Titre: Pour un cinéma libre, interactif, ouvert et indépendant
Auteur initial: Benjamin Grassineau
Création de l'article: 16-01-2011
Etat de la rédaction: finalisé / Droit de rédaction: ouvert sur invitation / Licence: Licence culturelle non-marchande



Que signifie aujourd’hui « aller au cinéma » ?

Concrètement, c’est accomplir un rituel de consommation qui consiste à sélectionner un film dans le grand marché du cinéma, payer une certaine somme pour accéder à une salle, située le plus souvent dans un grand centre urbain, et s’enfermer dans cette salle pendant environ 1 h 30.

En dehors de ce rituel bien rôdé, point de cinéma !

L'origine de ce rituel est facile à déterminer. Jusqu’à une date récente, les films professionnels et les outils de diffusion coutaient cher. Qui plus est, la diffusion privée ou publique de films était rigoureusement contrôlée par les pouvoirs publics. Le cinéma était donc l’affaire exclusive des professionnels. Conséquence de cette professionnalisation du septième art : la mort des petits cinémas de campagne, des projections de plein air, des projections amateurs et des projections conviviales. Et parallèlement, le développement tentaculaire d’un marché du cinéma centralisé, où des grosses firmes produisent des films standardisés qu’elles distribuent à des consommateurs passifs.

Dans un tel système, aller voir un film sans s’approvisionner sur le marché des films; ou sans absorber les produits formatés recrachés par les canaux de circulation qui sont contrôlés par les pouvoirs publics (la télévision publique); est soit illégal, soit impensable. Et il y a d’ailleurs un cortège impressionnant d’outils juridiques mis à la disposition des professionnels pour empêcher toute forme de projection anarchique. Par exemple : entrées payantes, interdiction de diffuser un film sans l’autorisation de l’auteur, demandes d’autorisation pour les projections de plein air, etc.1

Seulement, le hic, c’est que le rituel persiste, mais les causes qui l'ont engendré ont disparu.

Cinéma libre

Depuis peu, le développement des réseaux ouverts et la dématérialisation de la culture, ont conduit à l'éclosion de la culture libre qui a des conséquences profondes sur tous les domaines de la culture.

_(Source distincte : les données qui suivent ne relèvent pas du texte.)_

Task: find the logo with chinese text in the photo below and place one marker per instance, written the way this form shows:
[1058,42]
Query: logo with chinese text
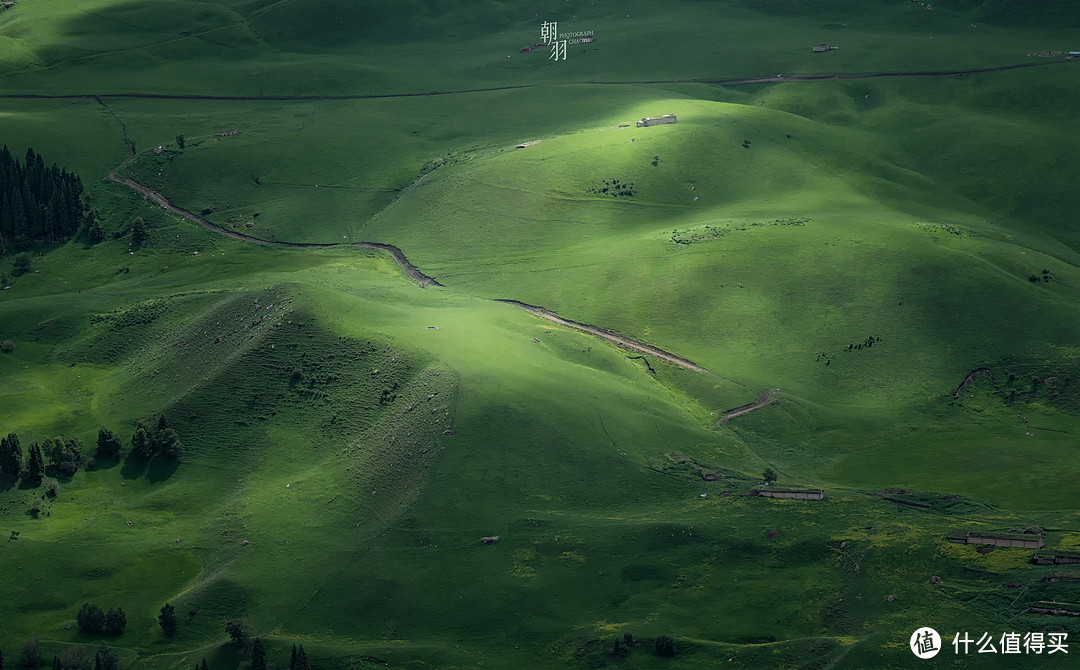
[926,643]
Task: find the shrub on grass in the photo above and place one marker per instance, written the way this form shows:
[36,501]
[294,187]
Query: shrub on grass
[35,463]
[76,658]
[66,455]
[240,630]
[167,619]
[258,655]
[91,618]
[116,620]
[30,656]
[22,264]
[138,231]
[106,658]
[11,455]
[664,645]
[108,444]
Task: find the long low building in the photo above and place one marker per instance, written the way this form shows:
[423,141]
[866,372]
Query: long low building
[1022,540]
[790,492]
[667,118]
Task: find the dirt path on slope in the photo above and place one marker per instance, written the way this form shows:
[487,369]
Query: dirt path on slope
[767,399]
[718,82]
[395,253]
[616,338]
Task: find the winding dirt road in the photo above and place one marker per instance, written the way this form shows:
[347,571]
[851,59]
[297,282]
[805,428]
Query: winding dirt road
[767,399]
[718,82]
[395,253]
[616,338]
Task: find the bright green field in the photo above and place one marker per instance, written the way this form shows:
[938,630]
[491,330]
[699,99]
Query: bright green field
[351,437]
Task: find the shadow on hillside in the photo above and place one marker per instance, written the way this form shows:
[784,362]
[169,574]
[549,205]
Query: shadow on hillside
[161,469]
[102,464]
[29,485]
[133,467]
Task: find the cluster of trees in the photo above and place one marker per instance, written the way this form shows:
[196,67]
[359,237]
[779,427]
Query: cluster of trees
[39,203]
[75,658]
[66,456]
[106,658]
[92,619]
[866,344]
[664,645]
[149,440]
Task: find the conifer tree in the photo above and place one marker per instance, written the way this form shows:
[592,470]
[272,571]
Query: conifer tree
[35,463]
[116,620]
[258,655]
[167,619]
[142,445]
[11,455]
[108,444]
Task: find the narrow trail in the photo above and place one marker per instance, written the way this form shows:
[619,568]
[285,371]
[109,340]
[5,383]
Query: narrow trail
[414,272]
[717,82]
[767,399]
[395,253]
[616,338]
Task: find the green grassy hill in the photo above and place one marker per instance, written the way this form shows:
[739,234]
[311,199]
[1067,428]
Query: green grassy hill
[852,245]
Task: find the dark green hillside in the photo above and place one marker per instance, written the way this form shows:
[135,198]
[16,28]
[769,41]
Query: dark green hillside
[470,371]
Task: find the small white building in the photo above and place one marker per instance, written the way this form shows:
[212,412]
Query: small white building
[667,118]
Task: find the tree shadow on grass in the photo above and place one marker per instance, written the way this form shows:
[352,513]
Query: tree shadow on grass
[134,467]
[25,484]
[103,464]
[161,469]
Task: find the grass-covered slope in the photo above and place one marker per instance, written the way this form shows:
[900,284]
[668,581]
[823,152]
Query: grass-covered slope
[851,249]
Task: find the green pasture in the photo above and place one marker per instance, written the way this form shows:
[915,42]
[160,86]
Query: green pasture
[856,248]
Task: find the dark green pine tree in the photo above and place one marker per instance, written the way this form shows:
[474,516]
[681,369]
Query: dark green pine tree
[142,444]
[258,655]
[108,444]
[167,619]
[11,455]
[35,463]
[116,620]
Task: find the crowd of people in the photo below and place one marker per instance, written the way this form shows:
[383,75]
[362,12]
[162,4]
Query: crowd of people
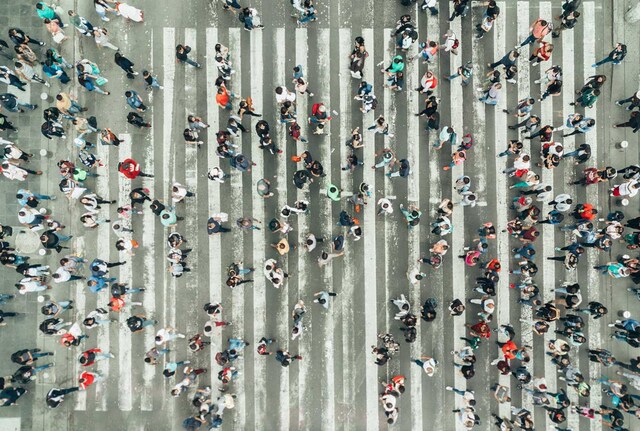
[534,204]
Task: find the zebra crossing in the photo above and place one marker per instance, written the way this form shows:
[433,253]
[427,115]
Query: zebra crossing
[336,385]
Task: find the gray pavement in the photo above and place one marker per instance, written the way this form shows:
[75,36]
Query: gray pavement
[336,384]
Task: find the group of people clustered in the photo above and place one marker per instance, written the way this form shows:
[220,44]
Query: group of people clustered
[529,205]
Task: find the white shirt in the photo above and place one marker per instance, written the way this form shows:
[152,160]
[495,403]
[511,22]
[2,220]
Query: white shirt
[561,202]
[429,366]
[385,205]
[520,164]
[13,172]
[179,193]
[216,174]
[285,96]
[63,274]
[30,215]
[162,333]
[626,188]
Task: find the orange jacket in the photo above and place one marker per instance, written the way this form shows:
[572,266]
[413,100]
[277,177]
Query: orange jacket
[222,99]
[538,30]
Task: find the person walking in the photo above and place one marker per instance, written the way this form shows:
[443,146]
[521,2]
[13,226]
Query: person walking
[182,56]
[616,56]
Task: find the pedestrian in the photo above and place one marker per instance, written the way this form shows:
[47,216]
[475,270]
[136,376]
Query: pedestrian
[538,30]
[322,298]
[616,56]
[182,56]
[125,64]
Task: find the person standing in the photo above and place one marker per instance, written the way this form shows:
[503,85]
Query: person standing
[538,30]
[182,56]
[616,56]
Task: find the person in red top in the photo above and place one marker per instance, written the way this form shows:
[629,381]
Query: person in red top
[480,329]
[541,53]
[508,349]
[262,346]
[87,378]
[223,98]
[90,357]
[585,212]
[68,339]
[131,169]
[116,304]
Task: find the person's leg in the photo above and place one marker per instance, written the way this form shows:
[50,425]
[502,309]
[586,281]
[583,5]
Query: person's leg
[603,61]
[27,106]
[148,322]
[193,63]
[103,355]
[529,40]
[37,369]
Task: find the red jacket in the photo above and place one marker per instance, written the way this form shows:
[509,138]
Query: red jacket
[482,329]
[88,377]
[586,212]
[90,356]
[129,168]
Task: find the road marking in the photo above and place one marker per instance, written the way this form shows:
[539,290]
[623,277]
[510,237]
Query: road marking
[568,96]
[595,283]
[237,307]
[215,248]
[413,192]
[282,331]
[458,270]
[370,282]
[436,276]
[304,367]
[149,275]
[259,288]
[524,90]
[502,217]
[125,387]
[345,399]
[103,237]
[324,87]
[168,286]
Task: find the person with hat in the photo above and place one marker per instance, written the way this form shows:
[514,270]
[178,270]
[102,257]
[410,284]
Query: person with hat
[131,169]
[412,215]
[428,364]
[91,356]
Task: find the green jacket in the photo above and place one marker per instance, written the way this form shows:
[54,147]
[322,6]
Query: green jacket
[46,11]
[396,67]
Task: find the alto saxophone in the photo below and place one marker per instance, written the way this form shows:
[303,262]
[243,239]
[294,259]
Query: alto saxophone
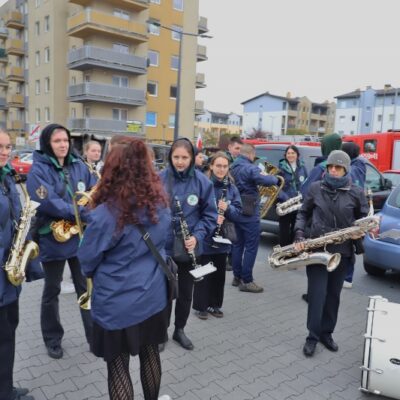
[288,258]
[22,251]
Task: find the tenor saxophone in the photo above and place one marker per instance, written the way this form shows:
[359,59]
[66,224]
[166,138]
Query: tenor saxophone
[22,250]
[288,257]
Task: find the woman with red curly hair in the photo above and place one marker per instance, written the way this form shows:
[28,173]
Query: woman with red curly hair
[129,300]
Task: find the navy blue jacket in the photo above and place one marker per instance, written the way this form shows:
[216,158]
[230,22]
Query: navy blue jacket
[232,213]
[195,193]
[247,178]
[293,179]
[128,284]
[47,186]
[10,211]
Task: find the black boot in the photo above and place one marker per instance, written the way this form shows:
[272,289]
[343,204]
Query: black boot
[180,337]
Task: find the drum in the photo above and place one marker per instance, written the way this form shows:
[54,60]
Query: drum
[381,361]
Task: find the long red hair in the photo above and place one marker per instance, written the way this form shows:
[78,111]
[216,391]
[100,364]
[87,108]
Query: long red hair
[129,184]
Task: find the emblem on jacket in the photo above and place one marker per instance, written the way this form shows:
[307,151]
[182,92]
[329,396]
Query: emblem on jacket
[42,192]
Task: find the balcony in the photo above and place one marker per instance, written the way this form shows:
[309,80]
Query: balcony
[201,53]
[15,47]
[16,101]
[200,81]
[202,25]
[15,20]
[91,22]
[199,107]
[89,92]
[3,32]
[15,74]
[88,57]
[93,125]
[134,5]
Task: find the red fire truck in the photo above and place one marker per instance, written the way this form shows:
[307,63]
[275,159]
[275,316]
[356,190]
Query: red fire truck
[382,149]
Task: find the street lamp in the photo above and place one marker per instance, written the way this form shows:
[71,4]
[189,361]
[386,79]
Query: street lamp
[178,84]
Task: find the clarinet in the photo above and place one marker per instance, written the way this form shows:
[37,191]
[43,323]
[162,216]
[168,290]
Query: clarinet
[185,232]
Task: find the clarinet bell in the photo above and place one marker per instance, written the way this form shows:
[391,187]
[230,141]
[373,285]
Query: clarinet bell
[200,271]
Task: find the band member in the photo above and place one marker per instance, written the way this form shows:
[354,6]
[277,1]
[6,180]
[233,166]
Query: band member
[209,293]
[129,303]
[244,252]
[330,205]
[10,211]
[196,196]
[294,172]
[234,146]
[55,176]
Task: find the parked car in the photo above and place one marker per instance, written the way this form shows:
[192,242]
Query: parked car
[272,153]
[393,175]
[383,254]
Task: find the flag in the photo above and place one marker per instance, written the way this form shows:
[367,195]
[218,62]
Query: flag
[199,142]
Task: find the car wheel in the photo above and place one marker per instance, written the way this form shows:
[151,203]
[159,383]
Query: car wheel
[372,270]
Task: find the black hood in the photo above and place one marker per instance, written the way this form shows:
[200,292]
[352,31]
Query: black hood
[45,136]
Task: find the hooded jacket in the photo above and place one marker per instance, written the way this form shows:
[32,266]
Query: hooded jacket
[329,142]
[196,195]
[53,186]
[10,212]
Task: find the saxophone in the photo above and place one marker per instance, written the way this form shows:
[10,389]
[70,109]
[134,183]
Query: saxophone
[288,258]
[22,251]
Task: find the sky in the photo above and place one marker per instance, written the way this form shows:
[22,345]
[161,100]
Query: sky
[314,48]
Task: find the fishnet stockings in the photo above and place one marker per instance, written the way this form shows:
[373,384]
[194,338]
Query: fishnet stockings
[119,381]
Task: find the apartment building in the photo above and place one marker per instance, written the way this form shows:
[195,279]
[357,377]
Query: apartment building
[99,67]
[217,124]
[282,115]
[369,110]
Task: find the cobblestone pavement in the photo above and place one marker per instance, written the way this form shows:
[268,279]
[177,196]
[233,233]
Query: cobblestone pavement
[254,352]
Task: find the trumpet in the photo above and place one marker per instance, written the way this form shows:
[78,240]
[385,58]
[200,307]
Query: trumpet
[198,271]
[289,206]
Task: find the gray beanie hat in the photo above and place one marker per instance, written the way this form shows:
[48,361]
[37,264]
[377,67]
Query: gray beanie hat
[340,158]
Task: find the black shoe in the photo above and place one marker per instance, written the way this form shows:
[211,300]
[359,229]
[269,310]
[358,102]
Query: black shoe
[55,351]
[180,337]
[329,343]
[309,348]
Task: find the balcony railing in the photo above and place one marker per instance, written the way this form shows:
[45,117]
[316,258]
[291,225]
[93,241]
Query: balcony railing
[88,57]
[15,47]
[15,20]
[201,53]
[89,91]
[98,125]
[92,22]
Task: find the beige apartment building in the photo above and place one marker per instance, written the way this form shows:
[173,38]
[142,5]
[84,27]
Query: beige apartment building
[100,67]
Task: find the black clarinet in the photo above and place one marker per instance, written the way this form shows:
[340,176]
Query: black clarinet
[185,233]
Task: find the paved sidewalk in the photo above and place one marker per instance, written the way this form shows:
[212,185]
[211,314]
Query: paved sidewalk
[254,352]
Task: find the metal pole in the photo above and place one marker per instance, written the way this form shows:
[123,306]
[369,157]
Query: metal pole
[178,89]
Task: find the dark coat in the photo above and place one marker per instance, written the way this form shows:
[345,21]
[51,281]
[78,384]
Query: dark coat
[325,210]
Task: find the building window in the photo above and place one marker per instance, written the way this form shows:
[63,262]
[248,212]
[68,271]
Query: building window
[120,114]
[46,85]
[172,92]
[47,55]
[153,58]
[47,23]
[154,28]
[152,88]
[151,118]
[171,120]
[178,5]
[174,62]
[175,32]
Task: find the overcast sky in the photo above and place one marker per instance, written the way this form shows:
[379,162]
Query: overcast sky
[313,48]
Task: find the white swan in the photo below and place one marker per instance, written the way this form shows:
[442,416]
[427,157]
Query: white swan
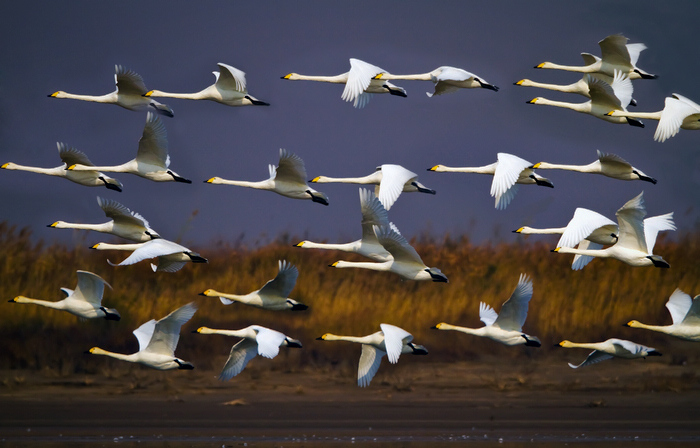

Elle permet notamment le développement potentiel d’un cinéma libre, ouvert, interactif et indépendant.

  • Libre. Grâce aux open movies, tout le monde peut diffuser, modifier et partager des films en toute liberté. Conséquence : les open movies peuvent circuler partout facilement et gratuitement. Fini les canaux de circulation étanches. Plus besoin de recourir aux films professionnels (payants) ou de demander des autorisations de diffusion.
  • Ouvert. Fini le temps où les grosses firmes et les pouvoirs publics contrôlaient les outils de diffusion et les moyens de diffusion. Que ce soit par des dispositions légales ou par la possession des outils techniques (projecteurs, bobines, salles). Aujourd’hui, n’importe qui peut organiser des projections d’open movies en toute légalité et en toute liberté.
  • Interactif. Au moins dans le principe, on peut s’affranchir du statut de consommateur passif. Par exemple, en participant à la programmation des projections et au tournage des open movies, et en modifiant des open movies grâce à des outils d’édition de vidéos.
  • Indépendant. Produire, diffuser et regarder un film, pour peu qu’on le fasse bénévolement, ne coûte plus grand chose. Fini le temps des pellicules hors de prix. Aujourd’hui, avec de l’imagination et de la motivation, n’importe qui peut faire un bon film, un bon documentaire, une bonne vidéo, et en plus, pour une somme modique !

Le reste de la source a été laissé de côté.